Dix-neuf des Palestiniens libérés appartiennent au parti nationaliste Fatah du président Abbas, quatre au Front populaire de libération de la Palestine (gauche) et trois au mouvement islamiste Hamas. A l'exception d'un, tous ces anciens prisonniers ont été condamnés à des peines de prison à vie pour le meurtre d'Israéliens, selon le service pénitentiaire israélien.
"Libérer ces prisonniers est une des décisions les plus difficiles que j'ai eu à prendre. Elle est injuste car ces terroristes sont relâchés avant d'avoir purgé leur peine. Mon cœur est avec les familles en deuil", a affirmé le premier ministre, Benyamin Nétanyahou. Deux mille Israéliens étaient venus protester contre leur libération, devant la prison d'Ofer.
1 500 NOUVEAUX LOGEMENTS
Quelques heures à peine après la libération des prisonniers, la radio militaire annonçait qu'Israël allait construire 1 500 logements dans le quartier de colonisation de Ramat Shlomo à Jérusalem-Est. Un haut responsable gouvernemental israélien a ensuite confirmé que Benyamin Nétanyahou avait bien donné son feu vert à quatre plans de construction à Jérusalem-Est, ainsi qu'à des agrandissements de maison, à la construction d'un centre touristique et archéologique juste à l'extérieur des remparts de la vieille ville et à un parc national sur les pentes du mont Scopus.

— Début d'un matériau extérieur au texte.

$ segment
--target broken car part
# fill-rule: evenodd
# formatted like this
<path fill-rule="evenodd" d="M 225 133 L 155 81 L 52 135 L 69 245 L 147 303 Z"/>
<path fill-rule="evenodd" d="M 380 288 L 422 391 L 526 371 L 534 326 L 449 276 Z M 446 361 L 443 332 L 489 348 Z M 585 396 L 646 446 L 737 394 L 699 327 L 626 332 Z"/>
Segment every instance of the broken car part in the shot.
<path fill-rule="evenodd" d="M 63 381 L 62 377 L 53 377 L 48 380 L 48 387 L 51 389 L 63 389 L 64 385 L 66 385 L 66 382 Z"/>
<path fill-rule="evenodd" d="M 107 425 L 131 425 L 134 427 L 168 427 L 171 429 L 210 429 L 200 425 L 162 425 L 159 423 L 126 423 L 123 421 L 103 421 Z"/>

Israël "veut gagner du temps pour renforcer sa politique de colonisation et imposer une nouvelle réalité sur le terrain. Une telle position est de nature à miner les négociations de paix et détruire toute possibilité d'établir un Etat palestinien viable", a accusé le négociateur Yasser Abed Rabbo.

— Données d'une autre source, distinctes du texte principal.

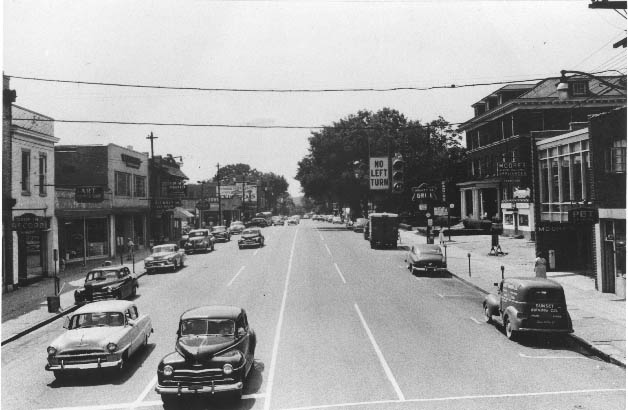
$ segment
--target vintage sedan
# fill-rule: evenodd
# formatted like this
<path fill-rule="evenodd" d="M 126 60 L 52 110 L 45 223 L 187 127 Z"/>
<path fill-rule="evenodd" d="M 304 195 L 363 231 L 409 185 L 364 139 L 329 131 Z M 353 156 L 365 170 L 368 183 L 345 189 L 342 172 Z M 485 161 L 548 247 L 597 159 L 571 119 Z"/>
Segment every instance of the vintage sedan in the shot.
<path fill-rule="evenodd" d="M 447 260 L 439 245 L 421 244 L 414 245 L 406 256 L 408 270 L 412 273 L 416 271 L 446 272 Z"/>
<path fill-rule="evenodd" d="M 366 218 L 358 218 L 353 223 L 353 232 L 364 232 L 364 227 L 368 223 L 368 219 Z"/>
<path fill-rule="evenodd" d="M 157 366 L 157 386 L 165 406 L 184 395 L 242 396 L 253 368 L 257 338 L 244 309 L 202 306 L 179 320 L 175 351 Z"/>
<path fill-rule="evenodd" d="M 247 228 L 242 231 L 242 236 L 238 239 L 238 248 L 247 248 L 256 246 L 261 248 L 264 246 L 264 235 L 259 228 Z"/>
<path fill-rule="evenodd" d="M 153 246 L 151 255 L 144 259 L 144 269 L 148 274 L 161 269 L 176 272 L 179 267 L 183 266 L 185 266 L 185 251 L 179 249 L 179 246 L 174 243 Z"/>
<path fill-rule="evenodd" d="M 110 300 L 90 303 L 66 317 L 65 333 L 47 349 L 46 370 L 56 378 L 70 371 L 117 368 L 148 344 L 153 332 L 150 317 L 133 302 Z"/>
<path fill-rule="evenodd" d="M 192 229 L 188 233 L 188 240 L 185 242 L 185 253 L 207 252 L 214 250 L 214 236 L 209 229 Z"/>
<path fill-rule="evenodd" d="M 520 333 L 572 333 L 565 292 L 560 283 L 536 277 L 503 279 L 497 294 L 489 293 L 482 307 L 487 323 L 501 320 L 506 337 L 515 340 Z"/>
<path fill-rule="evenodd" d="M 231 234 L 224 225 L 212 226 L 212 235 L 216 241 L 229 242 L 231 240 Z"/>
<path fill-rule="evenodd" d="M 231 225 L 229 225 L 229 233 L 231 235 L 240 235 L 242 233 L 242 231 L 244 230 L 244 224 L 240 221 L 234 221 L 231 222 Z"/>
<path fill-rule="evenodd" d="M 85 276 L 82 288 L 74 291 L 77 305 L 105 299 L 134 298 L 137 278 L 126 266 L 103 266 L 92 269 Z"/>
<path fill-rule="evenodd" d="M 257 226 L 260 228 L 266 228 L 268 226 L 268 222 L 266 221 L 266 219 L 264 218 L 253 218 L 250 221 L 248 221 L 245 226 L 247 228 L 253 227 L 253 226 Z"/>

Le 21 octobre, le secrétaire d'Etat américain John Kerry, qui a imposé un black-out médiatique sur les pourparlers de paix auxquels il avait ramené les deux parties fin juillet, affirmait que les négociations s'intensifiaient, faisant état de treize rencontres. Mais un haut dirigeant de l'Organisation de libération de la Palestine a déclaré mardi que les pourparlers n'avaient "pas fait de progrès tangible", en déplorant que "l'actuelle position de négociation israélienne soit la pire depuis plus de vingt ans".

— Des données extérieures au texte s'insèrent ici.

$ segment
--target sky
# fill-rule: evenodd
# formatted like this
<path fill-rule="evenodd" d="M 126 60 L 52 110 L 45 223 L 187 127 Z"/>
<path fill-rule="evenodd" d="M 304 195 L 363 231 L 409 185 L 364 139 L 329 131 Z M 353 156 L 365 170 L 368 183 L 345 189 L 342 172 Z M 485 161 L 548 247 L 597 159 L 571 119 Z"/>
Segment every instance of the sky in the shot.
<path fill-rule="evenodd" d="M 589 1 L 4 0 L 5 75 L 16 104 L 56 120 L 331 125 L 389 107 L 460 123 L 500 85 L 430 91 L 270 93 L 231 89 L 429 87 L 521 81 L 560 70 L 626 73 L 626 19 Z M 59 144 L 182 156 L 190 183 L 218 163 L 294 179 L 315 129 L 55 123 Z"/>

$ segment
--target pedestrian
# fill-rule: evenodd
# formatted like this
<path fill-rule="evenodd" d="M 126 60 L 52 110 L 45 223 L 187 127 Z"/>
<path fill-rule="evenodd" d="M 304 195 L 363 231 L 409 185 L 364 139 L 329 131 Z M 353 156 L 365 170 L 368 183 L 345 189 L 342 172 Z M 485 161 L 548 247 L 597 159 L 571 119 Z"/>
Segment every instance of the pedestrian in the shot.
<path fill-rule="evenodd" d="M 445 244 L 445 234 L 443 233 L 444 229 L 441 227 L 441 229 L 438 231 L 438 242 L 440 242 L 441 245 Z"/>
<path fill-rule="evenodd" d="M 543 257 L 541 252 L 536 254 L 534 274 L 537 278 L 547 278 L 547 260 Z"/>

Les dirigeants palestiniens ont nié fermement avoir accepté la construction de nouveaux logements dans les colonies juives en échange de la libération des prisonniers. Les négociateurs palestiniens affirment que la poursuite de la colonisation, condamnée par la communauté internationale et qui a déjà causé l'interruption des précédents pourparlers en septembre 2010, "détruit le processus de paix".
M. Abbas a par ailleurs assuré qu'il n'y aurait pas d'accord de paix tant qu'un seul Palestinien serait encore emprisonné dans les geôles d'Israël.